Hm so my thoughts here are:
The walk_tg_tree_from(tg_unthrottle_up) will update *nr_running counts up
to the cfs_rq->tg->se[cpu_of(rq)]. However if that cfs_rq isn't the root
one, we'll need the for_each_sched_entity() loop further down
unthrottle_cfs_rq() to update the upper part of the hierarchy. The values
that will be up-propagated there are the ones being saved here.

>
>> +
>> +	/* Accumulate the delta in the parent's stash. Once all its children
>> +	 * (i.e. all of this cfs_rq's siblings) have been visited, this value
>> +	 * will be stable and used for its own count update.
>> +	 */
>> +	pcfs_rq->unthrottled_h_nr_running += task_delta;
>> +	pcfs_rq->unthrottled_idle_h_nr_running += idle_task_delta;
>> +
>> +	/*
>> +	 * If the cfs_rq became empty during throttling, then we dequeued
>> +	 * it. It needs to be put back in the hierarchy if it or any of
>> +	 * its children have now-unthrottled tasks.
>> +	 */
>> +	if (!se->on_rq && (cfs_rq->h_nr_running || cfs_rq->idle_h_nr_running)) {
>> +		enqueue_entity(pcfs_rq, se, ENQUEUE_WAKEUP);
>> +	} else {
>> +		update_load_avg(pcfs_rq, se, UPDATE_TG);
>> +		se_update_runnable(se);
>>      }
>
> So I think this is trying to combine the all updates, and it's logically
> just the same as if the loop was enqueue_task_fair, like you mentioned
> in a followup for the throttle_one_task and dequeue_task_fair?
>

Good point, that should be a mirror of throttle_one_task() wrt the enqueueing.

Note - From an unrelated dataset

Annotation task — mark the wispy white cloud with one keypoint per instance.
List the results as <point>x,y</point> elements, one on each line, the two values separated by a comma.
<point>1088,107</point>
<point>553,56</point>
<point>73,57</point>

>>  void unthrottle_cfs_rq(struct cfs_rq *cfs_rq)
>> @@ -5922,25 +6152,17 @@ void unthrottle_cfs_rq(struct cfs_rq *cfs_rq)
>>              goto unthrottle_throttle;
>>      }
>>
>> -	task_delta = cfs_rq->h_nr_running;
>> -	idle_task_delta = cfs_rq->idle_h_nr_running;
>> -	for_each_sched_entity(se) {
>> -		struct cfs_rq *qcfs_rq = cfs_rq_of(se);
>> -
>> -		if (se->on_rq)
>> -			break;
>> -		enqueue_entity(qcfs_rq, se, ENQUEUE_WAKEUP);
>> -
>> -		if (cfs_rq_is_idle(group_cfs_rq(se)))
>> -			idle_task_delta = cfs_rq->h_nr_running;
>> +	if (cfs_rq->throttle_count)
>> +		return;
>>
>> -		qcfs_rq->h_nr_running += task_delta;
>> -		qcfs_rq->idle_h_nr_running += idle_task_delta;
>> +	/*
>> +	 * cfs_rq's below us may not have been fully emptied out, so we can't rely
>> +	 * directly on ->h_nr_running. Use the stash instead.
>> +	 */
>> +	task_delta = cfs_rq->unthrottled_h_nr_running;
>> +	idle_task_delta = cfs_rq->unthrottled_idle_h_nr_running;
>>
>> -		/* end evaluation on encountering a throttled cfs_rq */
>> -		if (cfs_rq_throttled(qcfs_rq))
>> -			goto unthrottle_throttle;
>> -	}
>> +	walk_tg_tree_from(cfs_rq->tg, tg_nop, tg_unthrottle_clear_up, (void *)rq);
>>
>>      for_each_sched_entity(se) {
>>              struct cfs_rq *qcfs_rq = cfs_rq_of(se);
>
> I think this would be simpler by making the first/original
> walk_tg_tree_from be
>
> walk_tg_tree_from(cfs_rq->tg, tg_unthrottle_clear_down, tg_unthrottle_up, (void *)rq);
>
> (With the clear function being the same, just renamed)
>
> We never have any unthrottled* saved between calls to unthrottle_cfs_rq,
> because if throttled_count is set for us, it's set for all of our
> descendants too, so we're doing nothing but throttle_count stuff in that
> case. Sadly that doesn't let us remove the cfs_rq fields, that would
> need a walk_tg_tree_by_level.

Good point, I think that makes sense. Thanks!